Post Date:05/29/2020 4:25 PM

 

The coronavirus may have altered plans to gather food for the needy, but it didn’t limit the generous spirit of residents, including youngsters, throughout the city of Goodyear.

Earlier this month, the Rotary Club of Goodyear PebbleCreek and PebbleCreek’s Kare Bears club teamed with students from six schools to collect canned food for the Agua Fria Food and Clothing Bank. But with schools shut down due to COVID-19, creativity was required in order to meet those fundraising goals.

“We were originally going to partner with our local schools to do canned food drives at the schools in partnership with the rotary club, but then, the quarantine arrived, and we were trying to keep kids safe and at home,” said Shelly Hornback, director of community operations for Litchfield Elementary School District. “So, we called on children throughout the community individually to participate within their neighborhoods.”

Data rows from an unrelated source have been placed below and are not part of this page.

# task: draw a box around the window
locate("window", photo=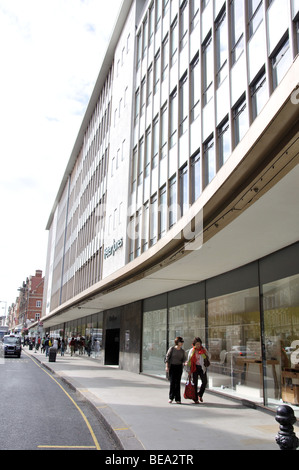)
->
[159,185,167,238]
[154,51,161,94]
[144,129,151,178]
[190,55,200,122]
[170,18,178,67]
[150,194,158,246]
[203,36,214,105]
[190,0,200,31]
[148,4,154,45]
[131,145,138,193]
[155,0,161,31]
[137,31,142,70]
[233,99,249,145]
[180,164,189,216]
[160,105,168,160]
[250,72,268,119]
[231,0,244,64]
[162,35,169,82]
[128,216,135,261]
[168,176,177,228]
[152,117,159,169]
[272,39,292,89]
[179,73,189,136]
[248,0,263,37]
[142,201,149,252]
[135,210,142,258]
[140,78,146,116]
[204,137,216,186]
[191,152,201,204]
[138,138,144,186]
[142,18,148,58]
[146,65,153,106]
[217,119,231,167]
[180,0,189,50]
[163,0,169,16]
[135,88,140,125]
[216,13,228,86]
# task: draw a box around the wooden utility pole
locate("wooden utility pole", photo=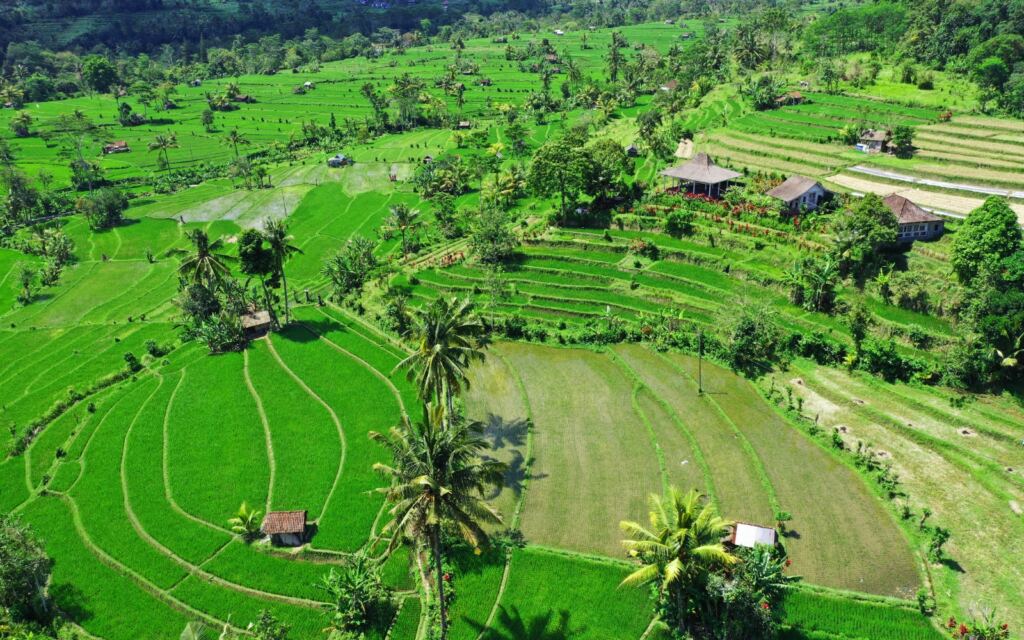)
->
[697,329,703,395]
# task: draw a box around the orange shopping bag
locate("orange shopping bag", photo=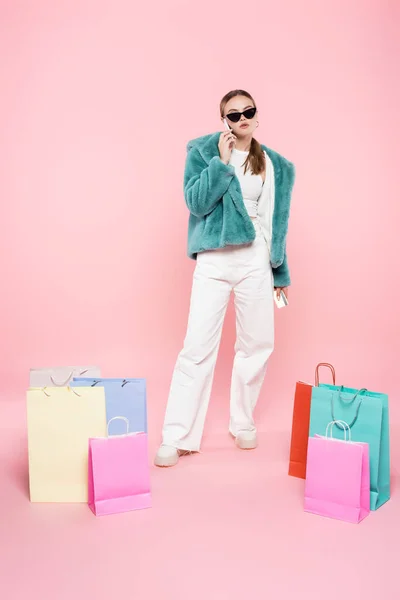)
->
[289,363,336,479]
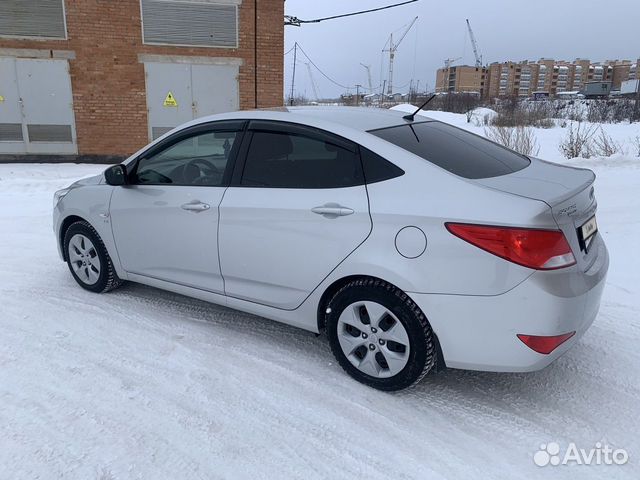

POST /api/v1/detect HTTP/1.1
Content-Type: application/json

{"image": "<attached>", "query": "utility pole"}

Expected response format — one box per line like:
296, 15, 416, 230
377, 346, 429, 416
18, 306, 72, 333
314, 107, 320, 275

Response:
289, 42, 298, 106
383, 17, 418, 95
631, 75, 640, 122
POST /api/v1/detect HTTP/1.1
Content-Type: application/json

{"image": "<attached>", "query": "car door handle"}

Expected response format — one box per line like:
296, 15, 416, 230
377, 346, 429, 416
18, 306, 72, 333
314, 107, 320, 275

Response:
180, 202, 211, 213
311, 204, 353, 218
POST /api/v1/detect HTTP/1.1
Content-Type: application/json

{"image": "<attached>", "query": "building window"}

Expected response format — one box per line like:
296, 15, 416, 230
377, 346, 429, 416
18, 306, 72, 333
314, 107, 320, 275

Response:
0, 0, 67, 40
141, 0, 240, 48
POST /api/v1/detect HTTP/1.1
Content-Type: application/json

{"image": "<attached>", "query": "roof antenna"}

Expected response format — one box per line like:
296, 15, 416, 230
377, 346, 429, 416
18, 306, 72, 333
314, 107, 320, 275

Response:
402, 93, 436, 122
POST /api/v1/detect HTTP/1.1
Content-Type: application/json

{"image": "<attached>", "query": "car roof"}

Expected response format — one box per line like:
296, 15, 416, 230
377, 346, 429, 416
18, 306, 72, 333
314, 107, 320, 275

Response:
192, 106, 433, 132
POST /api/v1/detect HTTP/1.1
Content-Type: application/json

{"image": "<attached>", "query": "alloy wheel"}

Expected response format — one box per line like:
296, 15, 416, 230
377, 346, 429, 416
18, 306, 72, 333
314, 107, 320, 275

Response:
338, 301, 409, 378
68, 233, 100, 285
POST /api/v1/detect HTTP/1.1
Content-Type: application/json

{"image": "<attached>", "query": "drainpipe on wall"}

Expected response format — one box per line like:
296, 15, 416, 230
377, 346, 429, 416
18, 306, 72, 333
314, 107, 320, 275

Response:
253, 0, 258, 108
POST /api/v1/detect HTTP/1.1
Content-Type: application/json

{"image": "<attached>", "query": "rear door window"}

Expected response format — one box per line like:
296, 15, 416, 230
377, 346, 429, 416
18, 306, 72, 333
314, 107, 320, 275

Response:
369, 121, 531, 179
240, 127, 364, 188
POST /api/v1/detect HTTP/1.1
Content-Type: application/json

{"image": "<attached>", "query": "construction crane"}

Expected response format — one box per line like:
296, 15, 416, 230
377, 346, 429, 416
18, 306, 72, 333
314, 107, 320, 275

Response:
467, 18, 482, 67
382, 17, 418, 95
305, 62, 320, 101
444, 57, 462, 68
360, 63, 373, 93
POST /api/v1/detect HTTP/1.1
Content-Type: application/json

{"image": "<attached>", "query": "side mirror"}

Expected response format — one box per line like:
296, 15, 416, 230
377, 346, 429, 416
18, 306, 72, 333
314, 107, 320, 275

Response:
104, 165, 127, 187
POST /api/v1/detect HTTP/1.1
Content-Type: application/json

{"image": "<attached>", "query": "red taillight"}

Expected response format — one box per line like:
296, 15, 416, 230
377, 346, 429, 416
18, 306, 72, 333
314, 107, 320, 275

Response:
518, 332, 576, 355
445, 223, 576, 270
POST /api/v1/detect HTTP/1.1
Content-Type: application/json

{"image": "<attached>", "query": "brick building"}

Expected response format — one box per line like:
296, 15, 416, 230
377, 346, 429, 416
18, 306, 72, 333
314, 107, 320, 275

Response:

Hornback reached out to eight kids in Goodyear who are known for going above and beyond in their communities, including Millie Moran and her little brother Monty.

“It’s always needed, but it’s needed especially (now), and it was a good way to help in my community,” said Millie Moran, a Millennium High School student. “It was a good way to reach out and help those in need.”

The Morans distributed small posters throughout their neighborhood that asked Goodyear residents to drop off any canned food they can spare at the Moran residents.

They were thrilled to see the results.

“We weren’t expecting as many donations, and we got so much food,” she said. “It was really surprising to see that, during this time, people were willing to pitch in so much more than we expected.”

In fact, the children who participated in the food drive helped raise over 1,000 pounds of food, roughly one quarter of the total amount raised during the rotary club’s week-long drive. Altogether, the drive brought in 4,500 pounds of food and $3,100 for the food bank.

It’s just another example of Goodyear residents stepping up to help in a time of need.

“Our students are really good about pitching in and contributing to the community all the time, but we suspected that they were really going to come through at this time when our community is in crisis,” Hornback said. “We’re so proud of all the kids who pitched in, and really thankful for their leadership.”